As a dilettante here, I would guess that Chase and Capital One are unlikely to fail, the latter because it has very little brick and mortar, and the former because it has the support of all the wokies in the deep state. I wouldn’t be so sure of Wells Fargo, however.
The problem is that too many people are affected and people have to go somewhere. There is currently an adjustment going on. It started in IT with salaries starting to adjust downwards which was long overdue.
They are called “Too big to fail” for a reason.
These smaller banks usually fail because they are not diversified enough and they get “caught” with their pants down.
I was reading these guys (NYCB) were deep into commercial real estate. That is not a good place to be in NYC.

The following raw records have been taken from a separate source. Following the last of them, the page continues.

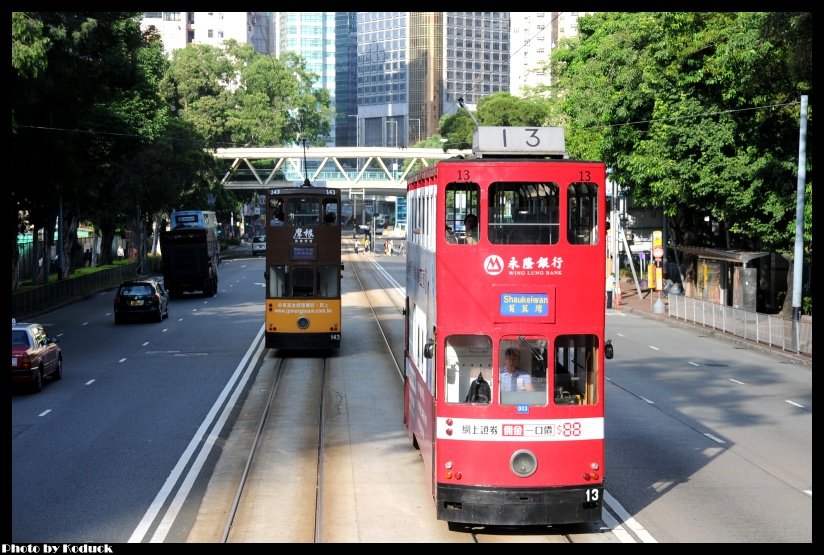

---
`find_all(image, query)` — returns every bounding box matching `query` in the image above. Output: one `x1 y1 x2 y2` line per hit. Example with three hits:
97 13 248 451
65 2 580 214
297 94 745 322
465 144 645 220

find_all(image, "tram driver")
500 347 534 391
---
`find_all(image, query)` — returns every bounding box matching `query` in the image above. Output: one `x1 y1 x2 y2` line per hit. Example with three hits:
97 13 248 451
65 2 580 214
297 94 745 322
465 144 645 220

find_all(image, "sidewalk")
607 281 669 320
607 280 812 365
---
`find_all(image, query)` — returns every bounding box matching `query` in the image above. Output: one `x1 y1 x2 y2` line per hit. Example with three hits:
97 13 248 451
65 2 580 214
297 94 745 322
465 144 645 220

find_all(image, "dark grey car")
114 279 169 324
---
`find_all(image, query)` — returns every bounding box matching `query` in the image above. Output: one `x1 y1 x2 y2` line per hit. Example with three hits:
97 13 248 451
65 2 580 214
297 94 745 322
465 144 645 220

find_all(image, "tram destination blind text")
500 293 549 316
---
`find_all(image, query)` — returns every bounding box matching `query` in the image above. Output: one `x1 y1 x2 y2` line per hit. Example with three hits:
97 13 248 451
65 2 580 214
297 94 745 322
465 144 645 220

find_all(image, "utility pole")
793 94 807 352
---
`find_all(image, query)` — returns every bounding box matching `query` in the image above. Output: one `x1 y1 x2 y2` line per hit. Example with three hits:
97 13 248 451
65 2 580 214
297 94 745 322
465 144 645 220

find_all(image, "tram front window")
445 183 481 245
444 335 494 404
497 336 547 405
553 334 599 405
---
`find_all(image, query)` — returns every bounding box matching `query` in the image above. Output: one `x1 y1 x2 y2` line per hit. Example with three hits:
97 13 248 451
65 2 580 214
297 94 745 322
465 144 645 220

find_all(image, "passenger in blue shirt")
500 347 534 391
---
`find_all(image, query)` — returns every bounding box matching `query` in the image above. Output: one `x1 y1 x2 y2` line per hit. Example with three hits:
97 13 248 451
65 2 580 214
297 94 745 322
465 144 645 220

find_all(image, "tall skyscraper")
509 12 593 96
357 12 510 146
275 12 336 146
140 12 274 55
335 12 360 146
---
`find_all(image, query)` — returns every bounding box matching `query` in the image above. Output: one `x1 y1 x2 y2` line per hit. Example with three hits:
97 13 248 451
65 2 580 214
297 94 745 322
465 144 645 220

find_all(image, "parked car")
114 279 169 324
11 319 63 392
252 235 266 256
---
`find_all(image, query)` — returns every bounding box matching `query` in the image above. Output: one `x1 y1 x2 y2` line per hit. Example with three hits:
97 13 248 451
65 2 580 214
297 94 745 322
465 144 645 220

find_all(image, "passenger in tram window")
464 214 478 245
500 347 534 391
446 225 458 243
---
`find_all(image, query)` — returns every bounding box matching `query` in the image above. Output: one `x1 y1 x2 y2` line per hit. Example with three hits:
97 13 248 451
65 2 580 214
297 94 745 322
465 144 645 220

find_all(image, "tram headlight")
509 449 538 478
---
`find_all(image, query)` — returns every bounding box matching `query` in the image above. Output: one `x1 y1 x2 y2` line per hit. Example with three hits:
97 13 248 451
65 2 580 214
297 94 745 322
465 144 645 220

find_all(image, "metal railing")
668 294 813 356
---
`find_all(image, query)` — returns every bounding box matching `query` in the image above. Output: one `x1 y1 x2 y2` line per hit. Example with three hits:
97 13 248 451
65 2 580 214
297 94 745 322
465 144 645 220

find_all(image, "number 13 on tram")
404 127 607 525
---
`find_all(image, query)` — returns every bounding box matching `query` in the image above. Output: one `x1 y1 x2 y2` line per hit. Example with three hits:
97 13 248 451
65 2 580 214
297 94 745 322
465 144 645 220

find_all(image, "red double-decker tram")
404 127 606 525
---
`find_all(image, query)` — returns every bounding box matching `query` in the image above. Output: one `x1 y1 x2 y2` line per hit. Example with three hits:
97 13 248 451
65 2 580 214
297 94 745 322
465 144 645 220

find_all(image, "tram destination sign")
499 293 549 317
292 245 318 260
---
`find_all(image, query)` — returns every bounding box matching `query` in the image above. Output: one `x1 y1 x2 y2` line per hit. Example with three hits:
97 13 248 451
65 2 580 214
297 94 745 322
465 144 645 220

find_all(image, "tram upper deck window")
323 199 339 225
487 183 560 245
283 197 321 225
567 183 598 245
445 183 482 244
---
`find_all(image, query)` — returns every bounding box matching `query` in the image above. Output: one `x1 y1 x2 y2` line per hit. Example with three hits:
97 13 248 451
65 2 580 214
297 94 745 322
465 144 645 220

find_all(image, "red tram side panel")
404 128 606 525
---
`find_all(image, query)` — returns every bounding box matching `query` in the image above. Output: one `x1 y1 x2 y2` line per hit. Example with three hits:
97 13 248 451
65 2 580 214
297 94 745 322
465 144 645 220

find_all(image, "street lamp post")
383 120 398 148
348 114 360 146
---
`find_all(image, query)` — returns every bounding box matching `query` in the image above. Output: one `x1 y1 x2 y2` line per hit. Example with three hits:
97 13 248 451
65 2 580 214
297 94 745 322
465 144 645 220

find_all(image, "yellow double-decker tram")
264 181 343 349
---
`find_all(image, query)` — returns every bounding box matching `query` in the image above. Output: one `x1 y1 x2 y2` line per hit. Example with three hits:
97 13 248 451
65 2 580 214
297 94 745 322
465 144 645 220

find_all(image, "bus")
264 182 343 350
404 127 612 526
160 210 220 297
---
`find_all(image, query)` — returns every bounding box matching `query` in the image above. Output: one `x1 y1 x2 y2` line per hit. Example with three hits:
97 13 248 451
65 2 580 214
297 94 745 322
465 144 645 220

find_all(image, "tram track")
214 353 328 543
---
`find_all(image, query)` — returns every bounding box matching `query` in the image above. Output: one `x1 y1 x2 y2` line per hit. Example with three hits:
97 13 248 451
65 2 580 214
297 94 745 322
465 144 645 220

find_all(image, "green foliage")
551 12 812 251
478 92 549 127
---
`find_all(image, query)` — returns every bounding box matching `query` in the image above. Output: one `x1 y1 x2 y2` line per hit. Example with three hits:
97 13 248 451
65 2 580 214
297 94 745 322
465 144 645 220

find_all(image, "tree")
551 12 812 314
12 12 171 282
552 12 812 256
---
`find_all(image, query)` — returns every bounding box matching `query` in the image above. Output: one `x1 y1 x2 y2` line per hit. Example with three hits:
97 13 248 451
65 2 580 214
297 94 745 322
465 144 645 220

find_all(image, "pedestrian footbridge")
214 146 470 196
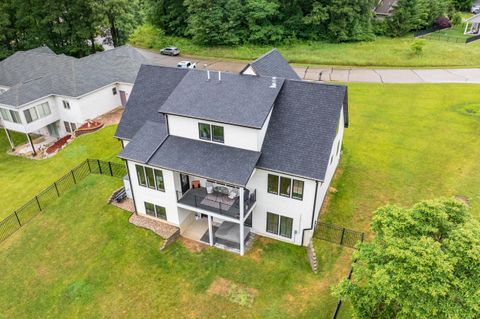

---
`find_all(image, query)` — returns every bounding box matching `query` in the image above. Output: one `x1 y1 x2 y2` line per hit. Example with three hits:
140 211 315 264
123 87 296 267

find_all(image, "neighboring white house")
0 46 146 153
115 50 348 255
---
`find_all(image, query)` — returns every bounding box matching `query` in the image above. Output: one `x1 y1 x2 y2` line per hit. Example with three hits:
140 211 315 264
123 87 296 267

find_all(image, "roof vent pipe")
270 76 277 89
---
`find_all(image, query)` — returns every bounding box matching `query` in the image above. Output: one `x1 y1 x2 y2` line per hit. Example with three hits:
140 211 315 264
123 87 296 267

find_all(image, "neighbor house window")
267 212 293 238
136 164 165 192
198 123 211 141
0 109 22 123
268 174 278 194
212 125 224 143
37 102 52 118
280 176 292 197
23 107 38 123
145 167 155 189
135 165 147 186
145 202 167 220
267 174 304 200
292 179 303 200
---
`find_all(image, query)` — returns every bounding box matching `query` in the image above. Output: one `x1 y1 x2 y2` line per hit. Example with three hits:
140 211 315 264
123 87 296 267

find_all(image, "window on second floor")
0 109 22 123
267 174 304 200
135 164 165 192
198 123 225 143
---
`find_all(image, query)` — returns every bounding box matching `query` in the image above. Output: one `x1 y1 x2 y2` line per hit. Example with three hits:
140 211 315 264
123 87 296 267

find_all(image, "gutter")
302 181 318 246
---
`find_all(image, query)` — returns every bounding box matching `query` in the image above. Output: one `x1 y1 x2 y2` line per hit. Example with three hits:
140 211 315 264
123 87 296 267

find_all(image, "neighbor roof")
244 49 300 80
0 46 146 107
160 70 284 129
115 65 188 140
257 80 346 181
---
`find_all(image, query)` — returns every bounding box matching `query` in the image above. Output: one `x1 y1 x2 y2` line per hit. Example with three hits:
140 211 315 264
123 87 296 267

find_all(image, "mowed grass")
129 25 480 67
0 175 348 318
0 126 121 220
321 84 480 235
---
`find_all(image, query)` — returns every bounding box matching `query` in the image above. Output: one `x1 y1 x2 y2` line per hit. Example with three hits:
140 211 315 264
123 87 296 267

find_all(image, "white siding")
168 115 265 151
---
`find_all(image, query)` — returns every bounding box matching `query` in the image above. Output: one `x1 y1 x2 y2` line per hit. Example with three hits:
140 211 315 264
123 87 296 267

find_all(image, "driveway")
138 49 480 83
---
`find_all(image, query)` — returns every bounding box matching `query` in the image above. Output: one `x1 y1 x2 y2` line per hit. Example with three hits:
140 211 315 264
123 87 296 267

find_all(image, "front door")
180 174 190 195
120 91 127 107
47 122 59 137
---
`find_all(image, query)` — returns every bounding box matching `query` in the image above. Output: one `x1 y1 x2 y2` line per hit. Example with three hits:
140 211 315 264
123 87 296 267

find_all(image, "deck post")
207 215 213 246
4 128 15 151
27 133 37 156
239 187 245 256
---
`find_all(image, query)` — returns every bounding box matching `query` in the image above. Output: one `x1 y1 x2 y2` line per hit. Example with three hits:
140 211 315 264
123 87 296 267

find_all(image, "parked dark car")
160 47 180 55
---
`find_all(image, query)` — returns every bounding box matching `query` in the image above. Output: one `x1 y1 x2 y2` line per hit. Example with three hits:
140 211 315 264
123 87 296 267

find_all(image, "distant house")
0 46 146 153
115 50 348 255
375 0 398 18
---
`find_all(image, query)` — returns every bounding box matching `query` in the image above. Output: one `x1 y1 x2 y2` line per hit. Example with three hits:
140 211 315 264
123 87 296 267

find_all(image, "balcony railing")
177 187 257 219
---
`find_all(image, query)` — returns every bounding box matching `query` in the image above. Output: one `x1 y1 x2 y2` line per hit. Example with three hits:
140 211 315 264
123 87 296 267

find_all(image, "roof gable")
160 70 284 129
245 49 300 80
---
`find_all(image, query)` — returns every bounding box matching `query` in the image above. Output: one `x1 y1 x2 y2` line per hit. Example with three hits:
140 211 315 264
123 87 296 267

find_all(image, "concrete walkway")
138 49 480 83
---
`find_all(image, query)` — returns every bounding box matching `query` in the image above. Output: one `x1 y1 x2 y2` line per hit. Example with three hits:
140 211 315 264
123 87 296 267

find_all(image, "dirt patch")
180 236 208 253
207 277 258 308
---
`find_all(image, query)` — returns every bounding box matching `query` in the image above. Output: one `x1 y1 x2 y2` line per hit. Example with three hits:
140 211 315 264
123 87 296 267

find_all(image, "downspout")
302 181 318 246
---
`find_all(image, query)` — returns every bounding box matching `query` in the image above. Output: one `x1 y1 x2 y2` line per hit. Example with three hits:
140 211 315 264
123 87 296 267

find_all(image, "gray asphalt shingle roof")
160 70 284 128
247 49 300 80
0 46 146 107
118 121 167 163
257 80 346 180
148 135 260 186
115 65 188 140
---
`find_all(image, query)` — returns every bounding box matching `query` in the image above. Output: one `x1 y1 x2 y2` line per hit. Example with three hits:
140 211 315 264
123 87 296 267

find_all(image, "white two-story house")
0 46 146 153
115 50 348 255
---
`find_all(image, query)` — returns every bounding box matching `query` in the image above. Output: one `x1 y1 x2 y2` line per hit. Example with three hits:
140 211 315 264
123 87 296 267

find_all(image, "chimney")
270 76 277 89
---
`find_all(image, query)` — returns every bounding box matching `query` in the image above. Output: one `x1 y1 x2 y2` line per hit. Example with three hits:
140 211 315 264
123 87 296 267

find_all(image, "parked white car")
177 61 197 69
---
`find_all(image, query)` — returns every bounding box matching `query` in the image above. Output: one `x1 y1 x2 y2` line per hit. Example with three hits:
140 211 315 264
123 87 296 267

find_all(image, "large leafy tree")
335 199 480 319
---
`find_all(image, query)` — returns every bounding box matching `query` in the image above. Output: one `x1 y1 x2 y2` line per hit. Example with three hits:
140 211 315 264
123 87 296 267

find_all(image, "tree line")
146 0 474 45
0 0 144 59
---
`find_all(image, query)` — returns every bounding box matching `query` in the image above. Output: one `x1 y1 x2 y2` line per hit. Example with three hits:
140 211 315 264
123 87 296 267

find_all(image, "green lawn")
0 126 121 219
0 176 348 318
129 26 480 67
0 84 480 318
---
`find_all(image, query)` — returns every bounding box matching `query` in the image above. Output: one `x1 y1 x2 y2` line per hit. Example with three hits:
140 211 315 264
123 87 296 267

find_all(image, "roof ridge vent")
270 76 277 89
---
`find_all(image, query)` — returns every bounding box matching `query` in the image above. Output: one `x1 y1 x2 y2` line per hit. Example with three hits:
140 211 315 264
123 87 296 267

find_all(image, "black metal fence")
0 159 127 242
314 222 365 248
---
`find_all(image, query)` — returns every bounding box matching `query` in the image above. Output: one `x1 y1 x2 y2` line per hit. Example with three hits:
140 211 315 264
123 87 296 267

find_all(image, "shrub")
452 12 463 25
410 40 425 55
435 17 452 29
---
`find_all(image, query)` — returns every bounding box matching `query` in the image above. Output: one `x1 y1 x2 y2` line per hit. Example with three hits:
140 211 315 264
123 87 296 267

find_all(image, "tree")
185 0 245 45
334 199 480 319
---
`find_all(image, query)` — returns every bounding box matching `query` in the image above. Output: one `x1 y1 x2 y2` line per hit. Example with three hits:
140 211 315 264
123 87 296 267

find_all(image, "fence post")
340 227 345 245
53 182 60 197
35 196 42 211
13 211 22 227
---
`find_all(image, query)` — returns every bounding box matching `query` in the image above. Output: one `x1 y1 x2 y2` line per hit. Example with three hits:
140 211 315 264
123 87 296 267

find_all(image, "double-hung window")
267 174 304 200
145 202 167 220
23 107 38 123
198 123 225 143
135 164 165 192
267 212 293 238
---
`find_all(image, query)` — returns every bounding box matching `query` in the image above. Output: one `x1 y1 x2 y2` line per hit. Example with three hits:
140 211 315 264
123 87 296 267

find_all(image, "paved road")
138 49 480 83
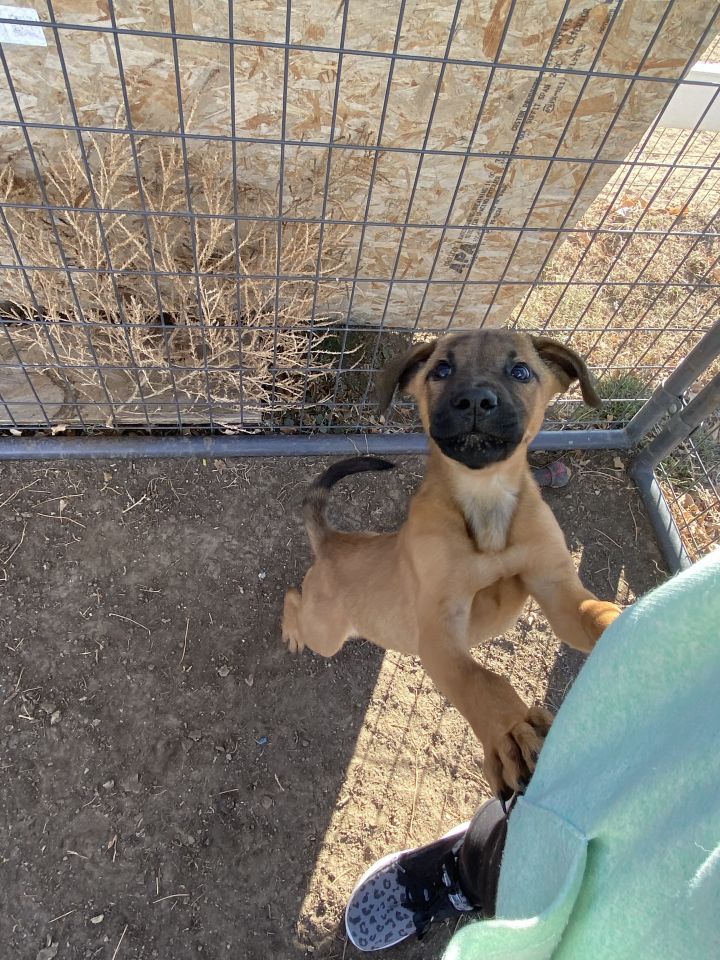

Chase and Citi are big investment banks. Most of those guys are not as exposed to specific market fluctuations as the smaller guys.
This is when you start seeing the “Pac Man” situations that drove the banking boom in the 90’s. The bank I worked for would buy up “little” banks every three months. It was actually exhausting to “merge” with another culture all the time—especially when the rank and file thought it was a “merger”, but it was really a “takeover.”
This happens in one form or another every cycle.
I have some thousands with Well Fargo and will be moving it *all* out in a few days. I had been planning to anyway. So this will leave me with Chase, TD Bank and Fidelity.